Top Things to Know: The Evolving Role of the Cardiac Catheterization Laboratory in the Management of Patients With Out-of-Hospital Cardiac Arrest

Published: February 14, 2019

  1. According to the 2015 Institute of Medicine report, Strategies to Improve Cardiac Arrest Survival: A Time to Act, ≈395 000 people suffer an out-of-hospital cardiac arrest (OHCA) each year in the United States. The survival rate is 6% to 10%, resulting in >350 000 deaths per year, making sudden cardiac arrest virtually synonymous with sudden cardiac death.
  2. Over the past 20 years, a significant body of evidence has emerged highlighting the importance of significant coronary artery disease (CAD) in patients presenting with ventricular fibrillation (VF)/pulseless ventricular tachycardia (pVT) and OHCA.
  3. The purpose of this paper is to present the available evidence of the potential benefit of emergent cardiac catheterization laboratory (CCL) access and subsequent interventions in patients with OHCA based (on the basis of) on initial presentation with shockable and nonshockable rhythms and the presence of refractory cardiac arrest.
  4. Current guidelines recommend early coronary angiography (CAG) and reperfusion for postarrest patients manifesting ST-segment elevation after return of spontaneous circulation (ROSC) is achieved.
  5. Currently, there is no consensus guideline on the use of CAG and coronary revascularization in patients without ST-segment elevation on electrocardiogram (ECG).
  6. Current evidence suggests that early access to the CCL in patients resuscitated from VF/pVT cardiac arrest is associated with 2- to 3-fold higher functionally favorable survival rates than more conservative approaches of late or no access to the CCL. The effect of early CCL in nonshockable rhythms remains undefined.
  7. The evidence suggests that patients resuscitated from OHCA, especially those with presenting shockable rhythms, should be considered for early CAG, identification of reversible causes, and revascularization when indicated.
  8. The role of extracorporeal life support-based resuscitation for refractory OHCA should also have special considerations.
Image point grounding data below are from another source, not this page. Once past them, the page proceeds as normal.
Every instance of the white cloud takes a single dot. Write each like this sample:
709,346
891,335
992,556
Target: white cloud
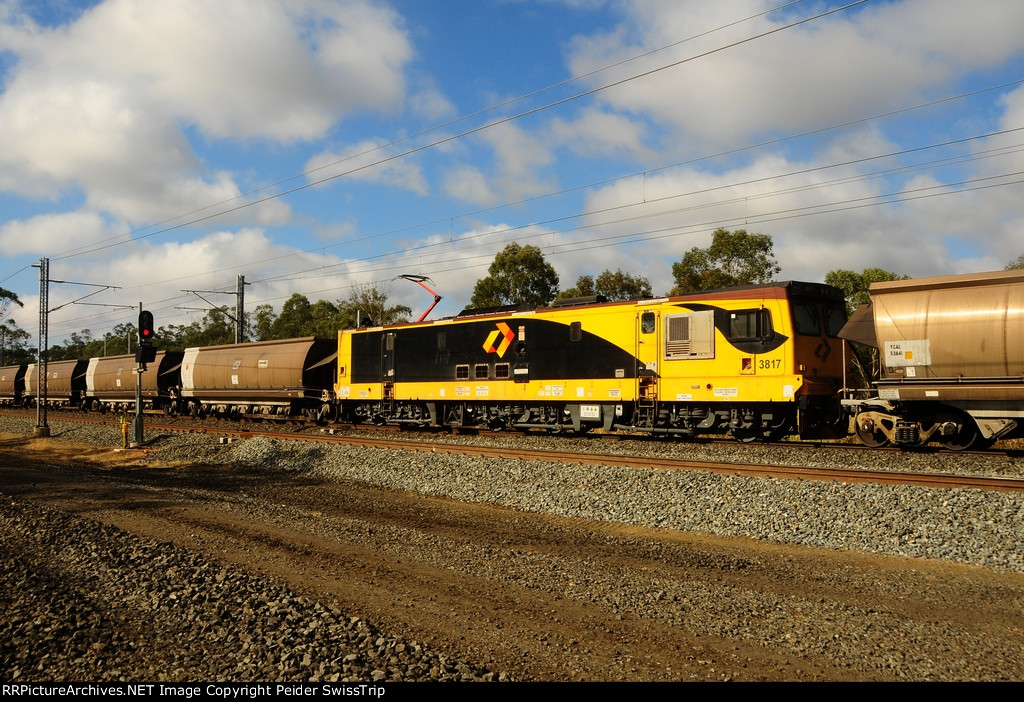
518,172
596,133
371,161
848,64
102,103
56,232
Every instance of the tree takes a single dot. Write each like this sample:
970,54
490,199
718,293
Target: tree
517,275
854,286
734,258
6,298
14,347
295,319
261,321
367,305
617,286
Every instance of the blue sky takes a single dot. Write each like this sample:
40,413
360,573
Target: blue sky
886,134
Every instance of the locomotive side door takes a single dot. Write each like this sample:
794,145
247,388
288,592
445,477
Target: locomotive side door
387,370
647,346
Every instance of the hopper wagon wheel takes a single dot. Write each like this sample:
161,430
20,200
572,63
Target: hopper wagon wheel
868,434
328,413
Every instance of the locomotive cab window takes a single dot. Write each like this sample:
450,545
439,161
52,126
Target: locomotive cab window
647,322
805,319
750,324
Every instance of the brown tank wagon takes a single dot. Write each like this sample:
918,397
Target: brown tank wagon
952,361
11,385
111,382
65,384
265,379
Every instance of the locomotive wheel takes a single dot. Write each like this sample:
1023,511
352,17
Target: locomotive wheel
869,436
967,437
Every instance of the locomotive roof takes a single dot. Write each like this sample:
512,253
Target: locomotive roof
782,290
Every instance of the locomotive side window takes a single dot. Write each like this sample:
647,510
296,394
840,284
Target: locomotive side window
805,319
750,324
690,336
647,322
835,319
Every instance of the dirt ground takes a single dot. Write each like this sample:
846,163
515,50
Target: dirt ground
540,597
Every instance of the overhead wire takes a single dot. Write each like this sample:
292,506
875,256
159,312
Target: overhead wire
494,123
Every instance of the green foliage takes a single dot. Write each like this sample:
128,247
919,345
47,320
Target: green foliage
734,258
367,305
517,275
854,286
295,318
261,321
15,343
617,286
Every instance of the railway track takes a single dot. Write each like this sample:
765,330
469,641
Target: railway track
393,440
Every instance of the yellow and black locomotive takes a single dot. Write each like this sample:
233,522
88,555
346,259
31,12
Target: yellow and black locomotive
755,362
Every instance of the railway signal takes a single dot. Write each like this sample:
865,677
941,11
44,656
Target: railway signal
146,352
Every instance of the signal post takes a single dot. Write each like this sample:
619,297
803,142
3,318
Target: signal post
145,353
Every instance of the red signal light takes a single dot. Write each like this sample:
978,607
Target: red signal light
145,325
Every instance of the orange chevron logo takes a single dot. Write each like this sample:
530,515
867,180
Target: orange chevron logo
506,334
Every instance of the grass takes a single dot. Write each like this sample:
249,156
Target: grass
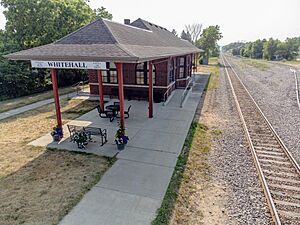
259,64
26,100
164,213
213,68
188,163
291,63
39,186
180,203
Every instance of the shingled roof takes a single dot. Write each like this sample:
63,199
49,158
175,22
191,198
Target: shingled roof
104,40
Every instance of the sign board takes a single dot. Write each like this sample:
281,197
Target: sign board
68,64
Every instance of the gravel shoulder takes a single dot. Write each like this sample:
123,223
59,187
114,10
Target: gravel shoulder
274,91
232,161
223,186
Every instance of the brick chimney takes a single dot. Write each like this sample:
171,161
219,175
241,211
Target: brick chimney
127,21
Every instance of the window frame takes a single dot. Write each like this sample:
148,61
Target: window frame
145,74
107,78
182,68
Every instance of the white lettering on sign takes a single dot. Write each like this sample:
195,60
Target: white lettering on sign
68,64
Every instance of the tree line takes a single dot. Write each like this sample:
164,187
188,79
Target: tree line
271,49
205,39
33,23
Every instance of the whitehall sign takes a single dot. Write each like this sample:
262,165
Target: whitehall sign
68,65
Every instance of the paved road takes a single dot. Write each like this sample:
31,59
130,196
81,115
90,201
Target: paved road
35,105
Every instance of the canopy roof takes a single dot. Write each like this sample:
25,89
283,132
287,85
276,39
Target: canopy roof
104,40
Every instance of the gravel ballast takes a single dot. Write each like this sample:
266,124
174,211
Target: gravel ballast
274,91
231,160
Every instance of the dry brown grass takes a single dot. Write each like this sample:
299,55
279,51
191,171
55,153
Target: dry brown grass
213,68
38,186
201,199
22,101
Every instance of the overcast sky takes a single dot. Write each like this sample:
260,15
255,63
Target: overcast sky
239,19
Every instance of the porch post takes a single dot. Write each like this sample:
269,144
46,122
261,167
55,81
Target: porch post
100,89
150,90
121,93
196,62
56,97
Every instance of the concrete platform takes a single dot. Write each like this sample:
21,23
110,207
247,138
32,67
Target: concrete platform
131,191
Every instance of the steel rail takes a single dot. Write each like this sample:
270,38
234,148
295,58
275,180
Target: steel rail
292,159
297,86
266,189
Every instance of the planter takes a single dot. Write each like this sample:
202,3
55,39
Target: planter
81,145
56,137
121,146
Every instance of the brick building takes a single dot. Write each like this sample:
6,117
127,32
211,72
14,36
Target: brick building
131,52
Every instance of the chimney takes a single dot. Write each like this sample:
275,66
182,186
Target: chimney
127,21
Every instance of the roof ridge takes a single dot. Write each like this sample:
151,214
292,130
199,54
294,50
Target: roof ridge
85,26
74,32
127,25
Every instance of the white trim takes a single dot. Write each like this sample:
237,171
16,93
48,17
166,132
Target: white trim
68,64
133,85
183,78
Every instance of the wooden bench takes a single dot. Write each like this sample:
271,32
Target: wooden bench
90,131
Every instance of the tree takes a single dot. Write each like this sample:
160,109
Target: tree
208,39
33,23
194,30
257,49
174,32
186,36
102,13
270,48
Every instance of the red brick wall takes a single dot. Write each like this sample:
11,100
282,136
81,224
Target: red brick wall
162,70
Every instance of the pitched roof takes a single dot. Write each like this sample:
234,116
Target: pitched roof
104,40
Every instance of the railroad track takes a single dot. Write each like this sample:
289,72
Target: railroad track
278,171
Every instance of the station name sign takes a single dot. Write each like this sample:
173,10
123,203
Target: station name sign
68,64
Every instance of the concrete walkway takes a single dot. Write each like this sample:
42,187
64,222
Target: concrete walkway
35,105
132,190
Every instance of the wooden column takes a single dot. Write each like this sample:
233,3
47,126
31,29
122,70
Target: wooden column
121,93
100,89
196,63
150,90
56,97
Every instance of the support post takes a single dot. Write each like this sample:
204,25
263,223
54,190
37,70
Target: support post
100,89
56,97
121,93
150,90
196,61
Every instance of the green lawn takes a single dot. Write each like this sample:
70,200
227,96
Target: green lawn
257,63
213,68
26,100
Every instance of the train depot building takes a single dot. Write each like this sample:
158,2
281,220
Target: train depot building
138,60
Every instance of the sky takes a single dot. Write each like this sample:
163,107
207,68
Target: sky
239,20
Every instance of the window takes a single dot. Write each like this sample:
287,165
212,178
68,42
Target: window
110,74
104,76
153,74
181,67
172,71
142,73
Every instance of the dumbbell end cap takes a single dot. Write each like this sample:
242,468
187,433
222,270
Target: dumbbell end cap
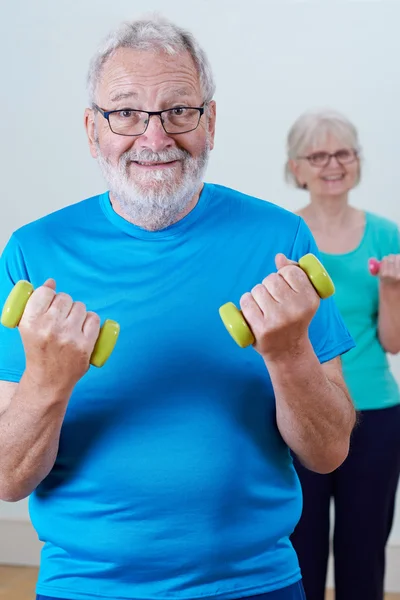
105,343
318,275
15,304
236,325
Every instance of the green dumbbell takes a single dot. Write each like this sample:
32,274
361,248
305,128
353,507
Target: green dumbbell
235,322
14,308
Based on the available evidence, healthcare systems planning to initiate extracorporeal life support–based resuscitation for refractory OHCA should implement system-structural protocols that target a 9-1-1 call to VA-ECMO support interval of <60 minutes. They should also provide multidisciplinary postresuscitation critical care, including comprehensive medical and surgical support services. This will be critical for the effective expansion of extracorporeal life support programs.
  9. Coronary artery disease is a common substrate, and its severity is a potential trigger for OHCA, especially in the case of shockable rhythms. Patients with VF/pVT OHCA should be considered at the highest severity of a continuum of acute coronary syndromes. Patients with VF/pVT have a significant burden of CAD: acute, chronic, or acute on chronic.
  10. Efforts should be undertaken with an understanding of the resource requirements to fully optimize the entire chain of survival after cardiac arrest.

Citation


Yannopoulos D, Bartos JA, Aufderheide TP, Callaway CW, Deo R, Garcia S, Halperin HR, Kern KB, Kudenchuk PJ, Neumar RW, Raveendran G, on behalf of the American Heart Association Emergency Cardiovascular Care Committee. The evolving role of the cardiac catheterization laboratory in the management of patients with out-of-hospital cardiac arrest: a scientific statement from the American Heart Association [published online ahead of print February 14, 2019]. Circulation. doi: 10.1161/CIR.0000000000000630.